Update on murena.io service outage

GaelDuval · October 7, 2024, 9:47am

Since Oct 6 19:50 CET, most murena.io services have been unreachable.

Affected services

all murena.io services including drive, calendar, notes and email (@murena.io / @e.email)
Over the air (OTA) /e/OS updates
App Lounge

All other websites including e.foundation, gitlab.e.foundation, community.e.foundation and murena.com remain unaffected.

Context

The reason behind this outage is related to our storage infrastructure that is getting old while the number of murena.io active users has grown a lot during the past two years.

An infrastructure evolution and consolidation was planned, but last week, our current infrastructure lost some storage nodes and switched to a degraded mode.

Unfortunately, yesterday we faced another issue that forced us to put the infrastructure in maintenance mode until it gets fully restored.

Actions we have taken:

We are prioritizing email service recovery as soon as possible, and it is ongoing progress. We will update this today to give a first ETA.
Meanwhile, we have already fixed the App Lounge service, which is now back, still in a degraded mode: only commercial apps (from Play Store) can currently be installed. An ETA for the service to be fully restored will be communicated later.
We’re taking the current outage as an opportunity to accelerate the murena.io storage infrastructure evolution and consolidation that was planned. New storage nodes have been added and the synchronization process is already in progress. But due to the high volume of data and the tests procedures we need to perform before putting it back online, we prefer to be clear about the fact that it is probable that the ETA for murena.io services (excepted email services that will be back sooner) will be counted in days, not in hours.
OTA updates repair have been low prioritized since the impact for users is the lowest.

We’d like also to make it clear that there was no data leak involved in this situation.

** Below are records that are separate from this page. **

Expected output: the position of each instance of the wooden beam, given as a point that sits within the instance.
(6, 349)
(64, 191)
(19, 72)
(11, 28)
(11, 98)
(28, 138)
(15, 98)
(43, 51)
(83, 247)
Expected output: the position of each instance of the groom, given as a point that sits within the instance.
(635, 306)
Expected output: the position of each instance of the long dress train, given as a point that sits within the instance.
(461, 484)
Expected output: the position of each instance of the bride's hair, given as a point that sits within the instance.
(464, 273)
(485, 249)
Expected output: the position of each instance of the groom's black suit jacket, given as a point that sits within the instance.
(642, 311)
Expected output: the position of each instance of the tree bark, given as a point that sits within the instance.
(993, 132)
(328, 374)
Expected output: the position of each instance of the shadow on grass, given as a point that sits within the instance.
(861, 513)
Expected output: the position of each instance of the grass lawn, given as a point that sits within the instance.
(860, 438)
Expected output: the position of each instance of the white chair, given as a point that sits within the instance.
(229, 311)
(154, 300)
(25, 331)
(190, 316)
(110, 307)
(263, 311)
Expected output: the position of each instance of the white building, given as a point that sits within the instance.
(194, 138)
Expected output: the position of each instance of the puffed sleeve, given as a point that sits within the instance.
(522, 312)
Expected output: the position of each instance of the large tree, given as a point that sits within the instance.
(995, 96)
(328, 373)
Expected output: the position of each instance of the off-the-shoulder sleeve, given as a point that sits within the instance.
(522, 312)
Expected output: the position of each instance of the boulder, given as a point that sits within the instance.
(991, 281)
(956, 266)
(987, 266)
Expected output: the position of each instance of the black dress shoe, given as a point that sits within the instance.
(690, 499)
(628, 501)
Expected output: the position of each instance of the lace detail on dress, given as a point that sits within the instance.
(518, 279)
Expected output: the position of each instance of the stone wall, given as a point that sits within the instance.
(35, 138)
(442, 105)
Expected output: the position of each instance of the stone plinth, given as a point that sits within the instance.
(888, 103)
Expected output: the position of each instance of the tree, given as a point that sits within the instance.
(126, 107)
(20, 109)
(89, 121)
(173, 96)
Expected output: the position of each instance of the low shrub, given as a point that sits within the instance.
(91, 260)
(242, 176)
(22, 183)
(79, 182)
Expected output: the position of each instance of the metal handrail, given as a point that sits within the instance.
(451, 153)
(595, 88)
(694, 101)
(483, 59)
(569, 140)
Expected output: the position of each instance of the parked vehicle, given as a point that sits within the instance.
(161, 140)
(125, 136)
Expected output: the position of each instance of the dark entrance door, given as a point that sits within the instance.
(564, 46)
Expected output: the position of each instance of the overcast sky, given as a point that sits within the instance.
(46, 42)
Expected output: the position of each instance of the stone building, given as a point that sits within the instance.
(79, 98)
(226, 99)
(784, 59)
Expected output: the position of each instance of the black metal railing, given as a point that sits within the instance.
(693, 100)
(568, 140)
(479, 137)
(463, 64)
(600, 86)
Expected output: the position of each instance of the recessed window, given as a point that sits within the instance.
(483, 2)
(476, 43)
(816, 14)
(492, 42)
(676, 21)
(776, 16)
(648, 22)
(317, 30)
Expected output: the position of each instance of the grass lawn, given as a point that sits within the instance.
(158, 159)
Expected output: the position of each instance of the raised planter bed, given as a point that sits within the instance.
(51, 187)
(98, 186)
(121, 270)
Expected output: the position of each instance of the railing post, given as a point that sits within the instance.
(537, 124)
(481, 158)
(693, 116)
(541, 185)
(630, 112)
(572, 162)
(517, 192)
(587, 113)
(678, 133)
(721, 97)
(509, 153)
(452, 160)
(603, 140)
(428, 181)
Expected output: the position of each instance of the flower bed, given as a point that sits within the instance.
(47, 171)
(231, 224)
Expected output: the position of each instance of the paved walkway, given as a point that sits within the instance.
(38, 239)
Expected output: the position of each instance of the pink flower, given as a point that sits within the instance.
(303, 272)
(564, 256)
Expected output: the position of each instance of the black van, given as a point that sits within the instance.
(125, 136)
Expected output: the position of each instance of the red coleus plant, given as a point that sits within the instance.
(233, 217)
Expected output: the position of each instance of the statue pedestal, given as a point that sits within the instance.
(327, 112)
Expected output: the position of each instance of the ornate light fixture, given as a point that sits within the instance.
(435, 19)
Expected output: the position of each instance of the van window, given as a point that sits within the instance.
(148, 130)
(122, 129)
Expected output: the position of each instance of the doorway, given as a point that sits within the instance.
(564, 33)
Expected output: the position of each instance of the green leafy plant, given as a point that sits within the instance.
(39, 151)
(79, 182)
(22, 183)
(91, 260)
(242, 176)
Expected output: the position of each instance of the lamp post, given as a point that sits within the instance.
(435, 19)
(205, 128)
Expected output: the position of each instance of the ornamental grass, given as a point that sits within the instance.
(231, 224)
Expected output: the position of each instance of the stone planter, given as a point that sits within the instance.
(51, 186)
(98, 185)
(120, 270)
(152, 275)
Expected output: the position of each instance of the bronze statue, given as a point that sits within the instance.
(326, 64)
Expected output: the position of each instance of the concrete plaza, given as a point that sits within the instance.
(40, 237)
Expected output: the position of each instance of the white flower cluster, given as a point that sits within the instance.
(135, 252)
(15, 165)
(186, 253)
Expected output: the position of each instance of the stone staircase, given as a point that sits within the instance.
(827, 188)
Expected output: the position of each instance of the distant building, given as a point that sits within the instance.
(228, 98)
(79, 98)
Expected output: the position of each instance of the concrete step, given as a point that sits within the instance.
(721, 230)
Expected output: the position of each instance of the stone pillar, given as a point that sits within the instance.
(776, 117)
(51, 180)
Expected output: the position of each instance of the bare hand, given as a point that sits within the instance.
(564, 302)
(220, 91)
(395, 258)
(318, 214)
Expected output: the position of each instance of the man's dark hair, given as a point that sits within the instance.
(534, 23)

We sincerely apologize for the inconvenience and will keep you updated about progresses and ETA during the next hours.

The Murena Team

Update Oct 7th

we have an ETA for the mail service @murena.io/@e.email on Thursday 10/10 morning CET.
we don’t have yet an ETA for murena.io other services, as we are still evaluating a few different options to make it up again safely in the most reasonable amount of time

Update Oct 9th

ETA for mail service @murena.io/@e.email: Thursday Oct 10th, afternoon CEST
ETA for drive at murena.io: (hopefully) Monday Oct 14th
ETA for calendar, contacts, mail, passwords at https://murena.io : Friday Oct 11th
ETA for /e/OS images & OTA updates: start rolling on Thursday Oct 10th (not all devices will be available at the begining)

Update Oct 10th

ETA for mail service @murena.io/@e.email: Thursday Oct 10th, evening CEST.
ETA for drive at murena.io: end of next week.
ETA for calendar, contacts, mail, passwords at https://murena.io : Friday Oct 11th.
ETA for /e/OS images & OTA updates: OTA service reopened, /e/OS downloads have started to roll out for most devices - some IPv6 access issues are currently being fixed.

Update Oct 11th

update about email services @murena.io/@e.email: our email servers have been reopened yesterday evening as expected to handle incoming and outgoing email queues that were pending for several days. During the night, the service has also been reopened briefly to users, but as the load was extremely high on servers, we have suspended it until incoming and outgoing queues get emptied. ETA for reopening the service to users is this morning if the load is acceptable. If the load remains too high we will have to modify an email route, which might take a few more hours.
update about /e/OS images & OTA updates: IPv6 access is now working.

Update2/ Oct 11th

ETA for mail service @murena.io/@e.email: we have started to open again email access, starting with a bit more than 50% Premium users. Note: only fetching emails is possible for now. Sending will be opened once the load is acceptable.
ETA for calendar, contacts, mail, passwords at https://murena.io : Monday October 14th 2024 (testing/QA is in progress)
ETA for /e/OS images & OTA updates: OTA service reopened, as well as /e/OS downloads for most devices. Download speed should be way better than in the past.
ETA for drive at murena.io (files/images/videos) is still uncertain as we have remaining issues to fix with the storage infrastructure. Will update early next week.

Update Oct 12th

Email service is now fully operational (receiving and sending) for Premium accounts. Please note that some emails that would have been received between Sunday 13 5:00 CEST and Sunday 13 19:50 won’t show up for now. Email service for free users will start opening progressively on Monday Oct 14th.

Update Oct 14th

Mail service : @murena.io/@e.email: fully operational for Premium members. ETA for free users: not before Tuesday 15 evening CEST.
Calendar/Contacts/webmail/passwords at https://murena.io: ETA end of this week.
/e/OS images & OTA updates: operational.
drive at murena.io: ETA is still uncertain as we have remaining issues to fix with the storage infrastructure.
FOSS apps in App Lounge (F-Droid): no ETA yet.

Update Oct 16th

Mail service: email @murena.io/@e.email is now fully back for all members.

Update Oct 18th

FOSS apps in App Lounge (F-Droid): should now work normally (installation and updates)
Calendar/Contacts/webmail/passwords at https://murena.io: is currently being tested internally. ETA for public opening is Monday Oct, 21st.

Update Oct 21st

Minimal murena.io is now publicly available with Calendar/Contacts/Webmail/passwords apps.

Update Oct 25th

Dear everyone,

Thank you for your enduring patience with this outage. We are working tirelessly to bring Murena Workspace fully back online. Since the begining of the outage we have been able to put back in place:

/e/OS image download and OTA download
email service @e.email/@murena.io
murena.io partial setup: calendar, contacts, webmail and passwords

What is still missing is access to files/photos/videos that were stored at murena.io.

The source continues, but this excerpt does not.